La Solidarité, tout en défendant le point de vue des Jurassiens, déclara toujours que cette question-là était une question de tactique, qui pourrait être résolue de différentes façons suivant les pays et les circonstances. Voici quelques passages d’un article de ce journal qui ne laissera aucun doute sur la façon large, dépouillée de tout doctrinarisme, dont les Jurassiens traitèrent cette question dès le début de la querelle : « …..[1] »

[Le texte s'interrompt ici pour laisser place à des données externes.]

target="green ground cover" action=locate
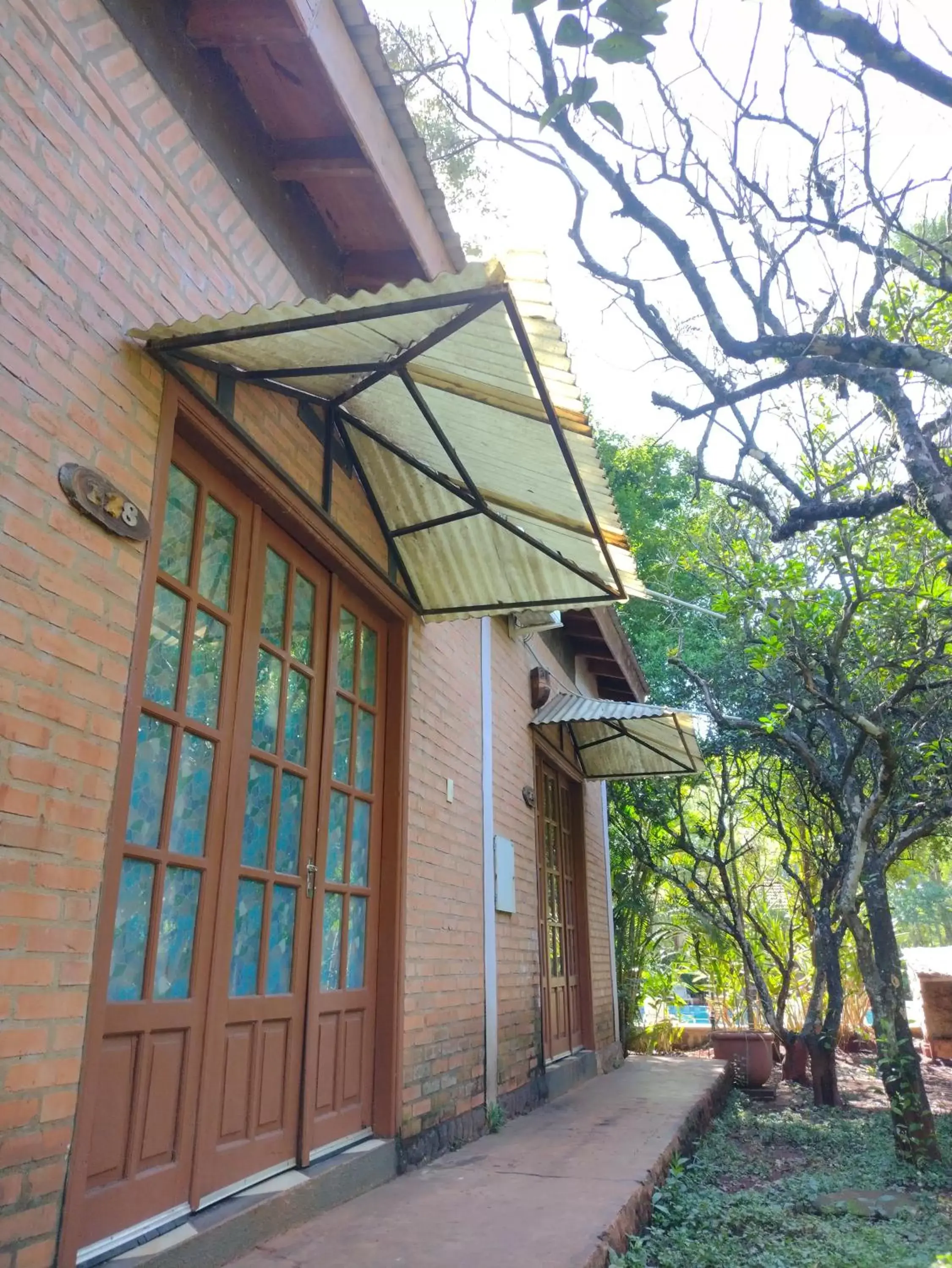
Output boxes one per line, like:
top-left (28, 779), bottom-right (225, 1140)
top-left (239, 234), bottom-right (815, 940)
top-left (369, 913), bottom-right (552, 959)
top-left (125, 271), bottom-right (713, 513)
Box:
top-left (613, 1089), bottom-right (952, 1268)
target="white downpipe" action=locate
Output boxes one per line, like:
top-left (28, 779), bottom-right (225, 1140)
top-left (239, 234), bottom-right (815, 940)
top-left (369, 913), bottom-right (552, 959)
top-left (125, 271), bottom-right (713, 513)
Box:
top-left (602, 780), bottom-right (620, 1044)
top-left (479, 616), bottom-right (499, 1106)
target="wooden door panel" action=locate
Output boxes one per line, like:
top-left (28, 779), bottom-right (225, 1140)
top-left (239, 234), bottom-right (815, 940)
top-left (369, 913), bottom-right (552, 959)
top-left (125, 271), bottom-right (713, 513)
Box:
top-left (536, 754), bottom-right (583, 1061)
top-left (191, 515), bottom-right (330, 1203)
top-left (140, 1030), bottom-right (188, 1170)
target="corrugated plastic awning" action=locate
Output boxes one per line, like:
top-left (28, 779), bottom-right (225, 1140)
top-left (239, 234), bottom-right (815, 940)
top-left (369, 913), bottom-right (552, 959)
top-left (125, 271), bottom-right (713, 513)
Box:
top-left (532, 695), bottom-right (703, 780)
top-left (132, 255), bottom-right (643, 619)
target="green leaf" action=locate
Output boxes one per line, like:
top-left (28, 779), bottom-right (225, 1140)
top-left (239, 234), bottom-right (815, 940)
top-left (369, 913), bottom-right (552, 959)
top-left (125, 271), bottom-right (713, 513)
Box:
top-left (555, 13), bottom-right (592, 48)
top-left (588, 101), bottom-right (625, 136)
top-left (592, 32), bottom-right (654, 66)
top-left (539, 93), bottom-right (572, 132)
top-left (596, 0), bottom-right (668, 36)
top-left (572, 75), bottom-right (598, 108)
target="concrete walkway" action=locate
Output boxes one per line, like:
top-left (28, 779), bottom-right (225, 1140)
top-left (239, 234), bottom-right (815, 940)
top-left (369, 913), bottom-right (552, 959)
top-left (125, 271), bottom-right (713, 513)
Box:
top-left (225, 1056), bottom-right (726, 1268)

Nous terminons, pour aujourd’hui, cette revue rétrospective en reproduisant l’appréciation de la Solidarité sur la presse socialiste en 1870. Si l’on se rappelle que les journaux de langue allemande, et particulièrement la Tagwacht et le Volksstaat, se livraient en ce moment même à une violente polémique contre les Jurassiens, on appréciera le sentiment d’impartialité qui poussait la Solidarité à engager les sections jurassiennes à s’abonner à tous les journaux socialistes sans distinction.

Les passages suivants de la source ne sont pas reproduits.